Congenital Chagas disease – current status e outlook
Oral Trypanosoma cruzi infection has been responsible for frequent outbreaks of acute Chagas disease reported in Brazil, Colombia, and Venezuela in the last 13 years. Metacyclic trypomastigote, present in the insect vector and also in the scent gland of the marsupial Didelphis, is the T. cruzi orally transmitted form in the mentioned outbreaks. The first published work on the Chagas disease outbreak by oral infection refers to an episode that occurred in 1965 in Rio Grande do Sul. In this case, the infection source would have been food contaminated with D. marsupialis secretion captured on site that was infected with T. cruzi, and no triatomine insect was found. Of the acute Chagas disease recorded outbreaks in Pará in 1969, in Paraíba in 1986, and in Santa Catarina in 2005, the last two were associated with sugarcane juice contaminated ingestion with parasite from the vector insect or Didelphis secretion. In Brazil, the Chagas disease occurrence by oral transmission is more frequent in the Amazon and is associated with açaí fruit or juice consumption, a typical region palm tree.

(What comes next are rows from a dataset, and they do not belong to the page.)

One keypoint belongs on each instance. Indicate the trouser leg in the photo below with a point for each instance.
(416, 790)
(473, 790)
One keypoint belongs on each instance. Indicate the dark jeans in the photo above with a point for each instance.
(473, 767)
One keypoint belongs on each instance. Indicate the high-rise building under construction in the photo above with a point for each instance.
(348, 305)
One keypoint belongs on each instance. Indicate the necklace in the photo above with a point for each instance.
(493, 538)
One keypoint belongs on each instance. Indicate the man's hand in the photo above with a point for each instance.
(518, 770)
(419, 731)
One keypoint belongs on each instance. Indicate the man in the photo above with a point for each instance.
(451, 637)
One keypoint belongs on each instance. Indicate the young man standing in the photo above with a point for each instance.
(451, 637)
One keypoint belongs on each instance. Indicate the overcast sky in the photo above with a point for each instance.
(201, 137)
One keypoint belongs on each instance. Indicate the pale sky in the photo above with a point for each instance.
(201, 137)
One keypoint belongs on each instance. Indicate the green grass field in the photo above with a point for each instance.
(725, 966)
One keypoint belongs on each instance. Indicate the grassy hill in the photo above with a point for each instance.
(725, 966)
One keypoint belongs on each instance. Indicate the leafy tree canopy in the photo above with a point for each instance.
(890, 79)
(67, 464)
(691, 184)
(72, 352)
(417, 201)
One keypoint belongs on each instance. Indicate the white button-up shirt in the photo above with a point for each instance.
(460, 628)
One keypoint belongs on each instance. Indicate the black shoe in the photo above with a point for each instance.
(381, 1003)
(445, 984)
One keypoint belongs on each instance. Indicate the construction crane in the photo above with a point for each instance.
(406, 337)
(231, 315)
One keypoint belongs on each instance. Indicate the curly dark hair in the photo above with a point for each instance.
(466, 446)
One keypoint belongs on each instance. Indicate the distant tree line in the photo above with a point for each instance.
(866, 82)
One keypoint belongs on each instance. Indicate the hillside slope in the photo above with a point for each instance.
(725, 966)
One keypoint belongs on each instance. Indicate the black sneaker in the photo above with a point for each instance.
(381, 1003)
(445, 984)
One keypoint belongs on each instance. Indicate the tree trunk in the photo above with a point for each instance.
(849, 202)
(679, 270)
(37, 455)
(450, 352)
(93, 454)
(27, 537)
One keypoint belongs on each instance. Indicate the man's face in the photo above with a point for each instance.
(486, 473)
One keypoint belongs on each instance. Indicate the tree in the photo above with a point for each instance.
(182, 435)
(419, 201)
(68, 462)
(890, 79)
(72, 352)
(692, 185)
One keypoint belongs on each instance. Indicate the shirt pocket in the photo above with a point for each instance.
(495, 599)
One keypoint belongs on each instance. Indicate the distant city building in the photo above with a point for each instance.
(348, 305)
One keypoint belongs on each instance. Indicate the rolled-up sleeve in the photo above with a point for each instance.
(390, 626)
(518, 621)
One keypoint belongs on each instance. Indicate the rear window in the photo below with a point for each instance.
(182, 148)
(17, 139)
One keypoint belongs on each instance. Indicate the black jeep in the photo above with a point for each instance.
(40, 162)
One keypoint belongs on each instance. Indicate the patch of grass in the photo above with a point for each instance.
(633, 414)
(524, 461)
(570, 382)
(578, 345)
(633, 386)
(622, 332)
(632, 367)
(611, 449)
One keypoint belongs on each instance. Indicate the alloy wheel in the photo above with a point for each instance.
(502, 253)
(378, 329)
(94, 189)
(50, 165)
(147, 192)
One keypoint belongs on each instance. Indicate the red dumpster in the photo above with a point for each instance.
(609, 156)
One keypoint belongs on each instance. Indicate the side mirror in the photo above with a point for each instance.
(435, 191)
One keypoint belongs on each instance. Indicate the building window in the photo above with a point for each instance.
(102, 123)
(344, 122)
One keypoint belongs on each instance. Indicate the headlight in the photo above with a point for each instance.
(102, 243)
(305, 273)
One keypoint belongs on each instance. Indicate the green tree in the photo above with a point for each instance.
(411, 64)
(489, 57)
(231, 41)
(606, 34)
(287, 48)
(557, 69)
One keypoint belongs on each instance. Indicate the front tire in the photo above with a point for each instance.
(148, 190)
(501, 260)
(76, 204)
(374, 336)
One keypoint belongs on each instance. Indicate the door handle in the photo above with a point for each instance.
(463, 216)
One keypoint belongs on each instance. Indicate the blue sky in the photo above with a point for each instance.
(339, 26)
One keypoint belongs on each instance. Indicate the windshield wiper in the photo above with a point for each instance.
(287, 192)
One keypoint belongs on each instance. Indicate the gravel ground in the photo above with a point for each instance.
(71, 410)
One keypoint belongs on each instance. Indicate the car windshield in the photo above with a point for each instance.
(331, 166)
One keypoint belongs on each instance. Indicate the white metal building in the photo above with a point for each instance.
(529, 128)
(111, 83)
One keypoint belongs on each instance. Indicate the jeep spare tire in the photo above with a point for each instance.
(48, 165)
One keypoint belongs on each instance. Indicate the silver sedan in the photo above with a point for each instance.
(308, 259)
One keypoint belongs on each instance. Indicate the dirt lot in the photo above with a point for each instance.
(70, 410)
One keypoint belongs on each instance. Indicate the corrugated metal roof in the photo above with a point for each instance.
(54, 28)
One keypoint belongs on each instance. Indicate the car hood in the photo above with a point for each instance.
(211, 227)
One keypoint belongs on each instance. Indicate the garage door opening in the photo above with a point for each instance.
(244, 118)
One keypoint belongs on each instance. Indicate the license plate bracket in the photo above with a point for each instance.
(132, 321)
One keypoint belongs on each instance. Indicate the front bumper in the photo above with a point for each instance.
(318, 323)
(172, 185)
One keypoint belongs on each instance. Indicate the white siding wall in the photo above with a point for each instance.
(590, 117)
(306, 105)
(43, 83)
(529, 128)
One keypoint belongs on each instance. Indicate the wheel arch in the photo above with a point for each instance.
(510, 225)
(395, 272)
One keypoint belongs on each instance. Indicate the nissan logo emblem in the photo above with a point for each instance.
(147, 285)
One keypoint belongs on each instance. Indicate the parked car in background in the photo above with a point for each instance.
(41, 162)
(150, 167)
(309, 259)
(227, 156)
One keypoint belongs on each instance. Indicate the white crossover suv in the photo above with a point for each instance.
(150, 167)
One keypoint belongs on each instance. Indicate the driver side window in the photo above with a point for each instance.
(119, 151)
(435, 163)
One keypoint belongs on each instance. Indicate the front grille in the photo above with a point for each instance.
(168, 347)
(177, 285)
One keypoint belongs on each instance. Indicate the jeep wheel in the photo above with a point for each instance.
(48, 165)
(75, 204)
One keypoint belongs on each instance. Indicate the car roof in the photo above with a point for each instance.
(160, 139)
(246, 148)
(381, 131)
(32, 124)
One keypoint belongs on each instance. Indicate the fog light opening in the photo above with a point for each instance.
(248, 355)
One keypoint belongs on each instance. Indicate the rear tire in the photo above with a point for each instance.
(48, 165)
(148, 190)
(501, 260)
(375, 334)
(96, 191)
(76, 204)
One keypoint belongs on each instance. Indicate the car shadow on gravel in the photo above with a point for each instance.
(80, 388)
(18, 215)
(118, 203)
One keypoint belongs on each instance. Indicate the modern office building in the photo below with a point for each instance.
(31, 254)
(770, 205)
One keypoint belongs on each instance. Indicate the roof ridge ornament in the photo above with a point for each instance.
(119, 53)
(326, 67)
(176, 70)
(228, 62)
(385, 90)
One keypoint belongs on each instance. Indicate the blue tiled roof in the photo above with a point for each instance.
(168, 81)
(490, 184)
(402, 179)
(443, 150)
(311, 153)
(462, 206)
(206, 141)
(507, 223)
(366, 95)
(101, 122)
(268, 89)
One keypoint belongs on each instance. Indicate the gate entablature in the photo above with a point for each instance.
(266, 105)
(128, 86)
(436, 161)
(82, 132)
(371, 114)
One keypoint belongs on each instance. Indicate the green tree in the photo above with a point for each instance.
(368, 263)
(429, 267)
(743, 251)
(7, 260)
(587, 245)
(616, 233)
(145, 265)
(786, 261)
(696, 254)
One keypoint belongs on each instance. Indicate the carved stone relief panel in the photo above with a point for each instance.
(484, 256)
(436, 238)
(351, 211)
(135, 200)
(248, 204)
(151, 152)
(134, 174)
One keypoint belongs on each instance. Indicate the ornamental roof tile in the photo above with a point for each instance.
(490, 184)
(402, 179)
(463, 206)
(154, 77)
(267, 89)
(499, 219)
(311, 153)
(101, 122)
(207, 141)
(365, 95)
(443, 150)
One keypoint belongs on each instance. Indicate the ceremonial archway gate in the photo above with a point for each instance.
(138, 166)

Experiments of oral T. cruzi infection in mice have shown that metacyclic trypomastigotes invade the gastric epithelium as a gateway to systemic infection. The metacyclic forms are not digested by the gastric juice because they express on their surface mucin-like molecules that are highly glycosylated and extremely resistant to proteolytic degradation. To reach the target cells, the parasites need to cross the thick mucus layer that protects the gastric mucosa and has mucins of different types as its main macromolecular component. Determinant for directing the parasites to their target is the selective binding to gastric mucin of the surface molecule gp82, specific to metacyclic forms. The subsequent migration of metacyclic forms through the mucus layer is driven by ATP.There are T. cruzi strains that are very efficient in infecting by the oral route and others that are not very efficient. This difference is related to the expression levels and resistance/susceptibility to peptic digestion of the stage-specific surface molecules, gp82 and gp90, which function respectively as a cell invasion mediator and negative modulator. The gp82 is expressed at similar levels in different T. cruzi strains, is highly conserved and resistant to peptic digestion at acidic pH, while gp90 with distinct pepsin susceptibility is expressed in a strain-dependent manner. Upon mice oral infection with metacyclic forms expressing gp90 low levels, there is gastric epithelium efficient invasion, where the parasites multiply in the amastigotes form. Parasites expressing gp90 high levels invade gastric cells poorly if gp90 is resistant to peptic digestion, and effectively if gp90 is susceptible to pepsin. Studies with a T. cruzi strain isolated from an orally infected patient with acute Chagas disease have shown that metacyclic forms expressing high levels of gp90 can have their infective capacity increased after contact with gastric juice. Mice oral infection with this strain resulted in high parasitemia levels and high mortality. In parasites recovered from the stomach 1 hour after oral administration, there was no longer any sign of gp90, which had been completely digested.